Несмотря на то что простые люди Европы и Америки сочувствовали республиканцам, стремились их как-то поддержать, правящие круги капитализма, напуганные победой Октябрьской революции в России, глушили «красную заразу» в тайне от своего народа. Четко сознавая двойственную политику соседних государств по отношению к Испании, национал-социалистические правительства Италии и Германии, не считаясь с международными принципами невмешательства во внутренние дела независимых государств, усилили военную помощь мятежному генералу с диктаторскими ухватками. Италия ужесточила условия прохода русских судов через Средиземное море. Из-за отдаленности Советский Союз не мог тягаться в военных поставках с фашистской коалицией. Соотношение сил противодействующих сторон в Испании быстро менялось в пользу франкистов и приближалось к смертельно опасной пропорции.

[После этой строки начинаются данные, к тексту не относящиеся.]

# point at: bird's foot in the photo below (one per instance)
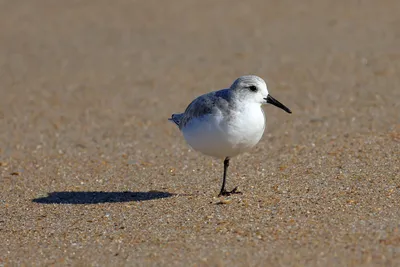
(228, 193)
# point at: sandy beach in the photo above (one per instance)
(93, 174)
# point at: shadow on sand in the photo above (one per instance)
(99, 197)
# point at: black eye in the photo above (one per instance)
(253, 88)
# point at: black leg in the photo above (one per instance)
(223, 192)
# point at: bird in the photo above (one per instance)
(228, 122)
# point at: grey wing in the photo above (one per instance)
(204, 105)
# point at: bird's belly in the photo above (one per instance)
(213, 136)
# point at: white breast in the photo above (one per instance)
(217, 136)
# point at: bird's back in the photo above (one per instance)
(203, 105)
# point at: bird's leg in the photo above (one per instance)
(223, 191)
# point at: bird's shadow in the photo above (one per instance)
(98, 197)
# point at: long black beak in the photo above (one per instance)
(276, 103)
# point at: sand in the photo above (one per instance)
(93, 174)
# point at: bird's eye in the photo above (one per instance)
(253, 88)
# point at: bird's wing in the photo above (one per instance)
(204, 105)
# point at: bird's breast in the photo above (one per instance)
(222, 136)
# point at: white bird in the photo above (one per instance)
(228, 122)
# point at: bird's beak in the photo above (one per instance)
(276, 103)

Так что Федоров и его боевые товарищи невольно вступали в бой с численно превосходящим противником.
Чтобы кое-как сохранить превосходство в воздухе над скоростными «мессершмиттами», Иван выбросил из кабины тяжелые броневые плиты, защищавшие пилота от пуль, облегчил таким способом самолет, повысил его тактические способности. Это дало ему возможность действовать самостоятельно, не придерживаясь правил группового боя. В связи с этим возникла необходимость пересмотреть тактику действий боевого звена истребителей, ограничивающую свободу маневра отдельно взятого пилота. Звено из трех самолетов больше заботилось о том, чтобы сохранить строй в бою, не потерять в «собачьей свалке» друг друга и командира звена, чем беспокоиться о нападении на врага. Впервые в практике воздушного сражения Федоров добился права самостоятельно вступать в бой с противником в одной связке с «телохранителем», прикрывающим голый, безоружный тыл атакующего истребителя. В паре с Косенковым «Красный Дьявол» с непостижимой легкостью врезался в строй бомбардировщиков, вызывая переполох, и короткими очередями в упор расстреливал охваченных страхом противников.

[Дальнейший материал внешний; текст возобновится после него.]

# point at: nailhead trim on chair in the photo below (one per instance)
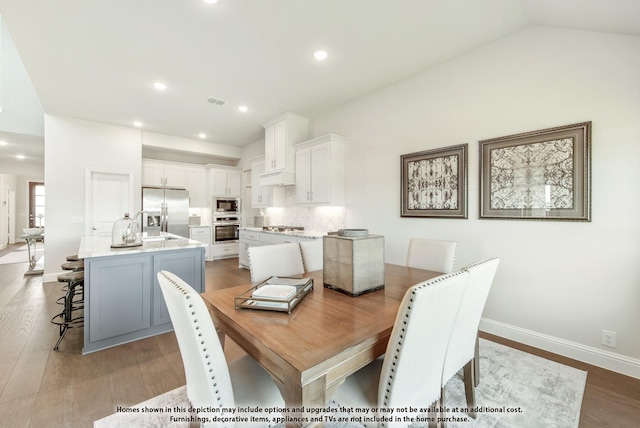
(202, 342)
(398, 347)
(478, 263)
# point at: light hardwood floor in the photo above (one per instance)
(40, 387)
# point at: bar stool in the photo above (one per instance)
(66, 319)
(73, 265)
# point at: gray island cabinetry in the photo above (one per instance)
(123, 300)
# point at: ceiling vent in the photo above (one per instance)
(216, 101)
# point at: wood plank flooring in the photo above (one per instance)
(40, 387)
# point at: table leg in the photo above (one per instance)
(304, 397)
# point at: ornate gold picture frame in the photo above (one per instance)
(434, 183)
(539, 175)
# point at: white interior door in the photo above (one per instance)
(110, 195)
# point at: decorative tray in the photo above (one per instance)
(275, 294)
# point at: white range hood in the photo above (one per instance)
(278, 178)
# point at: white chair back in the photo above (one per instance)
(206, 370)
(413, 361)
(312, 255)
(432, 254)
(461, 347)
(275, 260)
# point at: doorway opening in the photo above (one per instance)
(36, 204)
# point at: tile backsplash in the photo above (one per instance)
(317, 219)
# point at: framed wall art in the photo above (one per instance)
(434, 183)
(539, 175)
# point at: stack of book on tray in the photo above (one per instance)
(275, 294)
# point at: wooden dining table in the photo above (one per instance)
(328, 335)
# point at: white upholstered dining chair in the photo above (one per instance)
(431, 254)
(411, 370)
(275, 260)
(463, 344)
(211, 382)
(312, 254)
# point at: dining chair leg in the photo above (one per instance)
(469, 387)
(476, 361)
(439, 414)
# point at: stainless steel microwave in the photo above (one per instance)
(226, 205)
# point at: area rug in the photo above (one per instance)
(517, 390)
(19, 256)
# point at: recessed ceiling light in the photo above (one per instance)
(320, 55)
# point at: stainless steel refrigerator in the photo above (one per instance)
(170, 208)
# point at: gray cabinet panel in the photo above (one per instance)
(123, 300)
(119, 297)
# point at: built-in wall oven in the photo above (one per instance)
(225, 228)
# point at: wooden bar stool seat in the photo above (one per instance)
(75, 265)
(73, 301)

Незащищенный со спины, он требовал от ведомого неотступно следовать за ним, прикрывая с тыла. Иногда он устраивал «чертово колесо», обороняясь от стаи фашистских стервятников.

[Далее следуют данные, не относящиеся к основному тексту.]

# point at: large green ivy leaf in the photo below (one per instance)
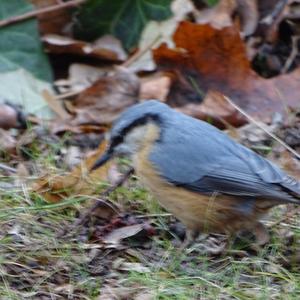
(124, 19)
(20, 45)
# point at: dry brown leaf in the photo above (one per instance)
(55, 21)
(106, 47)
(214, 107)
(216, 60)
(107, 98)
(218, 16)
(8, 117)
(119, 234)
(7, 142)
(155, 87)
(80, 181)
(247, 11)
(99, 105)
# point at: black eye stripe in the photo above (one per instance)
(118, 139)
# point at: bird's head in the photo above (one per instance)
(131, 131)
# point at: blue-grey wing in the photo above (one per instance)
(199, 157)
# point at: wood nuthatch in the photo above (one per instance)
(204, 178)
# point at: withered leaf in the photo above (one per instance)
(106, 48)
(80, 180)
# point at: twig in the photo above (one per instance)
(7, 168)
(98, 204)
(276, 138)
(275, 13)
(140, 52)
(37, 12)
(292, 55)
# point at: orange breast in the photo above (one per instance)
(197, 212)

Колесо, как и «мельница», передвигалось по небу, вселяло ужас в сердца трусливых пилотов, воюющих по принуждению или за большие деньги. Практичные деловые «боши», как правило, не шли на рожон с противником, если не просчитывали успех, не видели выгоды для себя, чего не скажешь о республиканцах и пилотах из России, которые дрались из чувств солидарности с трудовым народом Испании.
Иван дрался из любви и благодарности к тепло принимающему его народу и врожденной страсти к совершенству своей профессии летчика-испытателя по призванию, а не по должности.
Стремление быть первым, лучшим среди окружающих толкало его в объятия риска. И если он впервые становился на этот манящий животрепещущий мостик к новому неизведанному чувству, ничто не могло его свернуть с пути, пока не обрушивались на него такие обстоятельства жизни, из которых нельзя уже было выйти прежним.
Придерживаясь заявленного в Альбасете принципа «мне ничего не надо», «платите наравне с испанскими летчиками», он не заботился о сборе доказательств по числу сбитых самолетов, иные победы дарил своим напарникам. Несмотря на легковесную тенденцию к самоумалению и пренебрежение к своим заслугам, командование высоко оценивало его личный вклад в героические попытки республиканцев отстоять свои рубежи под нарастающим натиском германо-итальянской интервенции и представило к званию Героя Советского Союза, о котором узнал только по возвращении в Москву.
В январе следующего года в их истребительный полк прибыла смена, подготовленная в России исключительно из молодых испанцев, отобранных и посланных на выучку еще в начале гражданского противостояния. Срок командировки подошел к концу, а уезжать не хотелось. Потом и кровью прикипел он к горам Андалузии, к техникам его самолета, готовым в любой момент пожертвовать всем, чем угодно, во имя победы над врагом.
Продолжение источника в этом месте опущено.